The value of a liberal arts degree

Contrary to public rhetoric, advantages do exist

Although there’s increasing skepticism regarding the value of a liberal arts degree, my experience as a political studies major at Queen’s couldn’t be more contrary.

With the rise of social media, there has been an increasing number of websites, blog posts, news articles and Reddit threads dedicated to bashing the value of an arts degree. They often scold Bachelor of Arts recipients because they aren’t in the science, technology, engineering and mathematics (STEM) field. Increasingly, STEM is allotted a higher value than “soft” subjects found in a liberal arts education. They’ve effectively become the common currency in the labour market, whereas the usefulness of a B.A. has come under scrutiny.

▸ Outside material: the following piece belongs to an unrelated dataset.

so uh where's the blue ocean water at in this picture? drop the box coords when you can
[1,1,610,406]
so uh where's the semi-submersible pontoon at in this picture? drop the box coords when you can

Typically, people argue liberal arts degrees are “worthless” because they don’t immediately lead to high-paying salaries. As a result, universities — which I consider the domain of liberal arts — have been increasingly scrutinized for not supplying students with adequate skills for the workforce.

But personally, I think the value of post-secondary education isn’t only money-related. Achieving this type of degree is primarily about building a foundation for yourself. A degree allows you to enhance your thinking abilities so you can make more informed decisions in the real world. 

As Russian dramatist Nikolai Gogol once said, university isn’t life, but rather “the preparation for life.” 

Looking back at the environment I grew up in — a rural town and a high school that left me woefully under-prepared for university —  I’ve already witnessed the many benefits of my Bachelor of Arts degree. 

When I arrived on campus in second year, I was intimidated because I thought Queen’s had a competitive environment filled with people more competent and intelligent than myself. As a result, my early years here were incredibly challenging and full of self-doubt. Since I was in politics, I constantly thought about the value of my degree and whether it would provide me with any career opportunities.

At the time, I thought this was one of the most stressful and turbulent periods of my life. However, as I now enter my last 

semester and have reflected on my time here, I’m grateful and happy that I chose to come to Queen’s. I can’t imagine my life otherwise. 

Over the course of my time here, I’ve noticed how my studies have impacted my daily decision-making. Political Studies may not land me a job in politics, but it’s given me a cognitive framework that allows me to better analyze the world around me. My degree has made me okay with being wrong, good at understanding, and accepting other perspectives, becoming a nuanced thinker.  

You’re a product of your environment as well as the people you spend your time around. Queen’s pit me against incredibly intelligent, talented and capable individuals. Although initially disheartening, these comparisons made me demand better from myself to match my peers. 

The most valuable aspect of attending Queen’s has been my extracurricular and employment experience. The two have benefited me in the job market, given me invaluable skills and have acted as a constant source of life lessons. Attending a university isn’t only about going to lectures and doing readings. There are endless opportunities to get involved. While your grades and degree concentration do have their importance, your ability to be more than just an academic has its positives as well.  

Although I’ve incurred a credible amount of debt from my student loans, it’s important to remember that a person’s late teens and early 20s are incredibly formative years. It’s a window with endless potential and opportunities to try new things, make mistakes and learn. I’m grateful to have spent that time here, at Queen’s, in an environment that pushed me to be better.

I’m thankful for all the hardships I endured here. They forced me to seek answers, solutions and achieve more. If I didn’t go to Queen’s, I wouldn’t be the thoughtful, capable and healthy person I consider myself to be today. 

This place has its issues — and improvements could definitely be made — but ultimately, Queen’s has been wonderful to me. I’m not entirely sure where my career will take me, but attending university, participating in extra-curriculars and getting a liberal arts degree makes me confident that I have the tools necessary to take on the vicissitudes of life. 

Studying at Queen’s has taught me the importance of pushing through self-limiting beliefs, to seek help when needed and have faith in my abilities to learn and change for the better. Ultimately, the most important thing my degree has taught me is that life is like a university education: you get back what you put into it. 

Josh Malm is a fifth year Politics student.